著者の久保田沙耶氏が、瀬戸内の粟島にある古い郵便局舎を蘇らせたアートプロジェクトである。
「届け先のわからない手紙を受け付ける郵便局」として預かった4万通(当時)の手紙から、お母さんあて, お母さんからの手紙を収録した漂流郵便局第2弾の書籍である。ちなみに前作は未読である。
冒頭から達筆で素敵な手紙がいくつも掲載されている。内容は亡くなった母親への手紙が多い。がそのうち、存命な母親に直接は言いづらい感謝の言葉を綴った手紙なども紹介されていく。逆に母から子へのものも取り上げられていた。
とにかく感動した。しかし自分には書けない文章であり、現実離れした感じも拭えなかった。それはオレの性格上仕方のないことなのかもしれない。
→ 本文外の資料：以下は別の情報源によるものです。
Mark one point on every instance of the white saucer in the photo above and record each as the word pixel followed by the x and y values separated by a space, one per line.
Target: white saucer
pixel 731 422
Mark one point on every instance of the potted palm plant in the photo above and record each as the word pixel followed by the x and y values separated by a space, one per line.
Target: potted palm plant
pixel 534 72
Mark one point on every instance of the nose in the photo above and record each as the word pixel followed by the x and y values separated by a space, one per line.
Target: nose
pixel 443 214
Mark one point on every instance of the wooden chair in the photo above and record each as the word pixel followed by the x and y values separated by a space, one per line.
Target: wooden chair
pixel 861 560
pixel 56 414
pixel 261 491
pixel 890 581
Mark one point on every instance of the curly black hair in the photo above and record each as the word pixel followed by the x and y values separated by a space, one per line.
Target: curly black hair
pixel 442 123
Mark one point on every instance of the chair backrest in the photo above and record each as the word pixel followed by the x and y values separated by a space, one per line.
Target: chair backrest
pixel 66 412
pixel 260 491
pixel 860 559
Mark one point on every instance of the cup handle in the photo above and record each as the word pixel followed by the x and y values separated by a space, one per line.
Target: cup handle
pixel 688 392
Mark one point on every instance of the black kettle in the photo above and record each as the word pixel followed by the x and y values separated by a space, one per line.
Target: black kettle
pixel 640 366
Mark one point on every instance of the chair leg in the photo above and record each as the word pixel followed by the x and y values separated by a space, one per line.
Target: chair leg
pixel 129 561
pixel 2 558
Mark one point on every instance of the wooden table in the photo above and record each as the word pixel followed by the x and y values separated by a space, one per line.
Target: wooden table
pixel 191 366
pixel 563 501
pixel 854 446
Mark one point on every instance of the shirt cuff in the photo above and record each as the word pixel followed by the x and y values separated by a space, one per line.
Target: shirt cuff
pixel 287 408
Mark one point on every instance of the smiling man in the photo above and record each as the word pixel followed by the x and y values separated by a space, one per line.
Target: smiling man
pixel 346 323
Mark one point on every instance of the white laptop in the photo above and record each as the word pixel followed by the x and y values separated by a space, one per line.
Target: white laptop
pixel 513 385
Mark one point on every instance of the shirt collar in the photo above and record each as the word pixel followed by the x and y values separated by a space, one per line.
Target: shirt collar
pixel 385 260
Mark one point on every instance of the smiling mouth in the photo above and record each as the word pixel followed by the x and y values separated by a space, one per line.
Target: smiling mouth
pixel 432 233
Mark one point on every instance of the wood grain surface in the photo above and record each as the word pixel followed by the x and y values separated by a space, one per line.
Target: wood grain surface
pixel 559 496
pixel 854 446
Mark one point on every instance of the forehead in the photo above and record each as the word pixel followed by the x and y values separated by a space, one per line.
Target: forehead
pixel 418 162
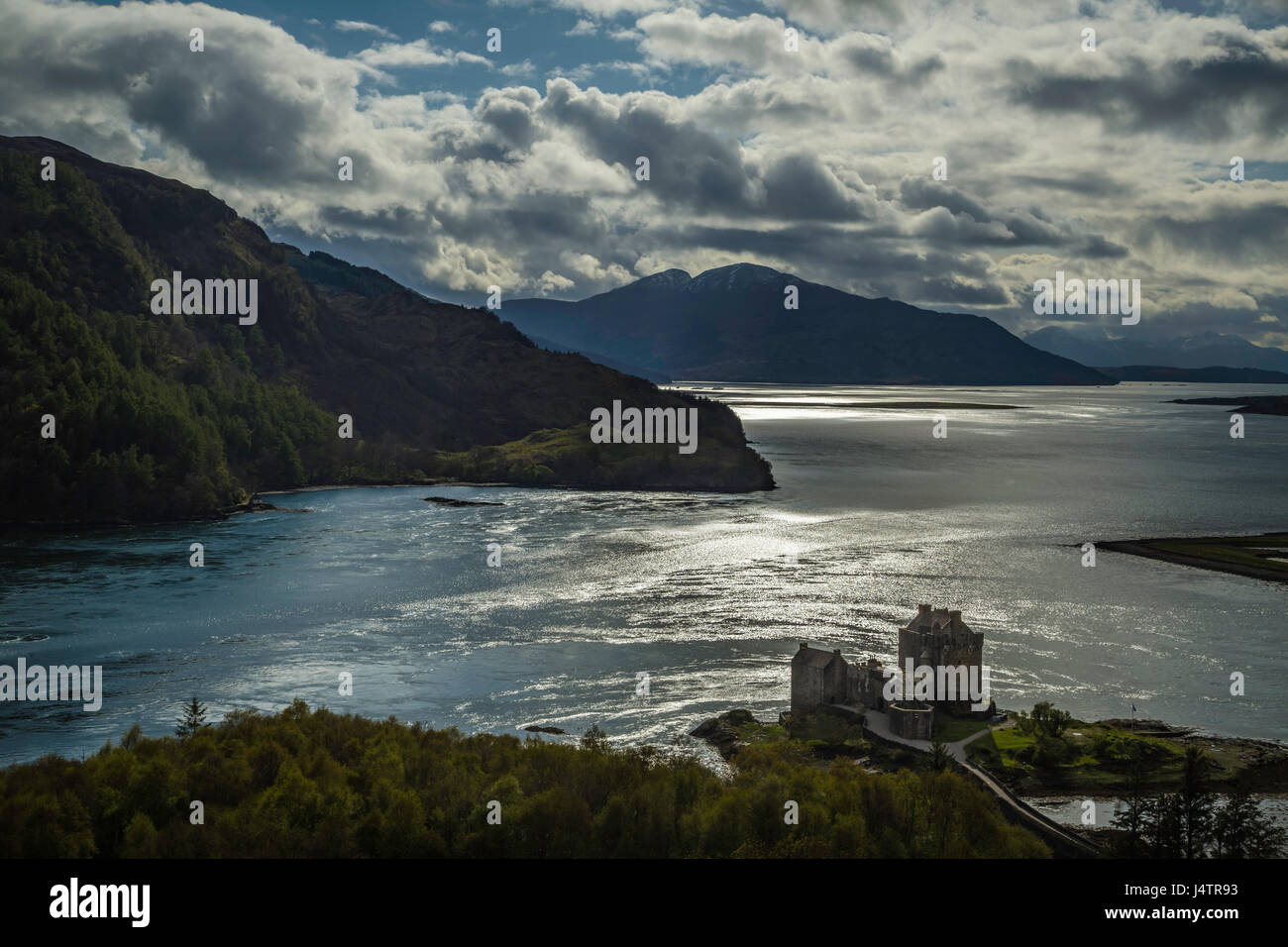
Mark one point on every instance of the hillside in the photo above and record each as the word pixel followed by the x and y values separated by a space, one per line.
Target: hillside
pixel 730 325
pixel 317 785
pixel 1206 375
pixel 168 416
pixel 1094 346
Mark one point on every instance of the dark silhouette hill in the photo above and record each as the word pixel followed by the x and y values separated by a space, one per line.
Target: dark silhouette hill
pixel 1094 346
pixel 730 325
pixel 167 416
本書の最後の方に、著者が祈りについて書いている。辞書で引いた言葉から、意思疎通そのものでなくそうしようとすることが大事ではないかと述べている。漂流郵便局に出す手紙は本人宛てでなく、著者が祈りとも言える行為であるかのように感じた。
このご時世にわざわざ紙に書いて切手を貼ってポストに投函するという行為を採るのはどこか不思議な感覚である。ほぼほぼ印刷でごく少ない年賀状を出すしかない自分にとっては非常に新鮮な気もする。出す相手などすぐには思いつかないのだが、昔お世話になりながら不義理してしまった人たちに、せめて自分だけでも納得させたくて手紙を出してみたいという気になってきた…。
漂流郵便局については、マンガ「ミステリと言う勿れ」で初めて知って興味を持っていたものである。実際に行けばそこに届けられた手紙を読めるという。本書のテーマである母にまつわるもの以外の様々な手紙を読んでみたいと感じた。幸い住んでいる岡山県からはそれほど遠くはない。まじで行ってみたいと思った。